Alba riflessa di grigio

La Scalata verso il Wolfstar, Livello 7: 01. Alba

Remus non aveva mai trovato niente di speciale nell’alba.
D’accordo, era un momento romantico della giornata, ma non gli aveva mai smosso particolari sentimenti, forse perché la ricollegava ai suoi risvegli dopo la trasformazione in licantropo, e quindi a sensazioni tutt’altro che piacevoli, sia dal punto di vista fisico che emotivo.
Opinione che non era cambiata neppure (anzi, soprattutto!) quando James l’aveva trascinato fuori dal letto a notte fonda, sussurrandogli di sbrigarsi a mettere il mantello, perché andavano a vedere l’alba.
– È contro il regolamento – aveva biascicato, con la voce ancora impastata di sonno.
– E questo lo rende ancora più divertente, giusto? – ghignò Black, strappando via dal letto di Pettigrew le coperte per costringerlo ad alzarsi.
– Non essere pusillanime, Moony! – lo rimproverò Potter – Ne varrà la pena!
Erano usciti di soppiatto, come ladri, avvolti nel mantello dell’invisibilità di James, e avevano raggiunto la cima della torre Gryffindor: era ancora notte, l’umidità si appiccicava anche ai capelli e Remus avrebbe solo voluto essere ancora a letto, anche perché sapere di essere in cima ad un castello con l’oscurità che ti impedisce di vedere alcunché non era propriamente la sua idea di esperienza imperdibile.

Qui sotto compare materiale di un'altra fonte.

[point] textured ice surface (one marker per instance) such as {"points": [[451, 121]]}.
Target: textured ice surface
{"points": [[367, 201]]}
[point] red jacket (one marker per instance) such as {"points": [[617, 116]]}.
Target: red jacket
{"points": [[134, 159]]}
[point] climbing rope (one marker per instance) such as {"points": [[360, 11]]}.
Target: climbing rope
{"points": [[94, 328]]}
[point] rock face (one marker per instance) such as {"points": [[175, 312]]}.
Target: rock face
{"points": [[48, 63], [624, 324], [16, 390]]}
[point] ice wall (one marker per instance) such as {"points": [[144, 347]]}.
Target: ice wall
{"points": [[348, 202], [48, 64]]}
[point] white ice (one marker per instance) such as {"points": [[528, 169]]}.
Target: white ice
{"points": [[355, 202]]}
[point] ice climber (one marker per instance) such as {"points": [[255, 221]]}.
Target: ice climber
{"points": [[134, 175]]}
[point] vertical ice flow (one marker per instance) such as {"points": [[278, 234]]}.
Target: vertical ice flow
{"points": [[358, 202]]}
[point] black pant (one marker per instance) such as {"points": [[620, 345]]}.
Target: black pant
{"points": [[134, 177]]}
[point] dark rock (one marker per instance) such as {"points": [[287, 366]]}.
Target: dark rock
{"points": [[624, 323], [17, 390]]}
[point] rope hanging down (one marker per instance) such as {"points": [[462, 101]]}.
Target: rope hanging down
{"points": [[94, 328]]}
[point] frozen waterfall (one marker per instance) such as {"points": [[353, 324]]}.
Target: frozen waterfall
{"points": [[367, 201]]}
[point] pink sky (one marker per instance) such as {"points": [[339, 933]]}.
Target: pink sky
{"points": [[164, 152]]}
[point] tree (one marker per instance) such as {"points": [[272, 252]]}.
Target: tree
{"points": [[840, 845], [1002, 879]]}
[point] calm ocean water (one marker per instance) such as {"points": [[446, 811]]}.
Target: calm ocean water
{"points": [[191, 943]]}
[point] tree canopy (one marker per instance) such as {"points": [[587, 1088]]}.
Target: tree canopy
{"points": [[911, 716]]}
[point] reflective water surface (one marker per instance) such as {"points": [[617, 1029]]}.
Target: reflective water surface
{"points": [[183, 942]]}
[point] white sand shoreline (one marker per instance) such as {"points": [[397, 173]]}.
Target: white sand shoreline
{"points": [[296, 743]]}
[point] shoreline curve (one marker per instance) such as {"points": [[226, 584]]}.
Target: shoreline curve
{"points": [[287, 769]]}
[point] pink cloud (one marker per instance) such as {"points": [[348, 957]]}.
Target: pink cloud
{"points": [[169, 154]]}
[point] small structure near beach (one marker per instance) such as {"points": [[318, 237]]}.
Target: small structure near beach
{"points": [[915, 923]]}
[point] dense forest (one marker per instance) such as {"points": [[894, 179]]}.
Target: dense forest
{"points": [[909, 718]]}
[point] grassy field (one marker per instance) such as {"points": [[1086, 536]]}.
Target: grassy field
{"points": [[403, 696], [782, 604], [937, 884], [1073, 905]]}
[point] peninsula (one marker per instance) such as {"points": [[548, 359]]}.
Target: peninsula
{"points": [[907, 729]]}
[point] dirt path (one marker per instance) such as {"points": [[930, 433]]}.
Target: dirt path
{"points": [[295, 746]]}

– Fa un freddo orribile – gemette Peter, stringendosi nel suo mantello e tremando, probabilmente anche per la paura del buio e di essere scoperti.
– Sii Gryffindor, Wormy! – lo canzonò Prongs, bloccandogli la testa nella morsa del suo braccio.
– Non sapevo che essere Gryffindor richiedesse andare in giro di notte, all’aperto, in cerca dell’assideramento, di una punizione tremenda e di una caduta da decine di metri – brontolò Remus, immediatamente zittito da James.
– Comincia! – esclamò, e si mosse alla fioca luce della sua bacchetta proprio verso il parapetto, su cui sedette e trascinò con sé un comprensibilmente piagnucolante Peter.
– Prongs, forse non è il caso di mettersi lì, con questo buio! – tentò di fermarli Lupin, che però si trova spintonato non troppo gentilmente verso di loro – Sirius, no!
– Oh Moony, Moony – sospirò teatralmente Black – Sii uomo!
– Se cadiamo da quassù, sarà difficile distinguerci da un budino, altro che uomo!
Una specie di squittio spaventato sfuggì dalle labbra di Peter, combattuto tra il terrore dell’altezza e da quello di essere deriso dai suoi amici; Remus li avrebbe volentieri piantati lì, se non fosse stato impietosito per il povero Pettigrew, ma meditava seriamente di andarsene quando James esclamò, per la seconda volta, Ecco!
– Ecco cosa? – brontolò scocciato.
Poi lo vide.
Laggiù, lontano, dove lo sguardo si perdeva e cielo e terra sembravano un’unica distesa blu notte, il cielo iniziò a tingersi di viola; era un viola striato, soffuso nel suo riverberare su nubi che loro non potevano vedere. E poi il violetto divenne lilla, mentre iniziava a vedersi la separazione nelle due metà dell’orizzonte, e il colore si sparse più ampio del viola di prima, mentre qualche uccellino iniziava a cinguettare.
Poi, con vibrazioni così minime e perfette che ci sarebbe voluta una vita per capire dove il lilla diveniva una tinta più pastello, fece la sua comparsa il rosa, una tonalità delicatissima, scintillante come la veste di un fantasma, trascinandosi dietro le ultime tracce viola, che si spegnevano man mano che il sole sorgeva, piano, invadendo la terra.
Quando arrivò il celeste, del tenero colore della carta da zucchero, traslucido e brillante, che disperdeva il rosa delicato che ancora aleggiava sulle nuvole, Remus si accorse che più di una volta aveva trattenuto il fiato, e che la mano con cui Sirius gli aveva cinto il braccio per impedirgli di scampare alla punizione che li avrebbe attesi tutti era rimasta lì, calda contro l’aria gelata. Moony girò lo sguardo sul collo irrigidito dal freddo, guardando Peter, che sbirciava l’alba da sotto il braccio con cui James lo teneva, Potter spaparanzato sul davanzale, e poi si disse che lo spettacolo più straordinario di tutti era il modo in cui le variazioni di luce del cielo si riflettevano sugli occhi grigi e l’espressione estatica di Sirius.
Non avrebbe più detto che l’alba era una cosa noiosa e banale.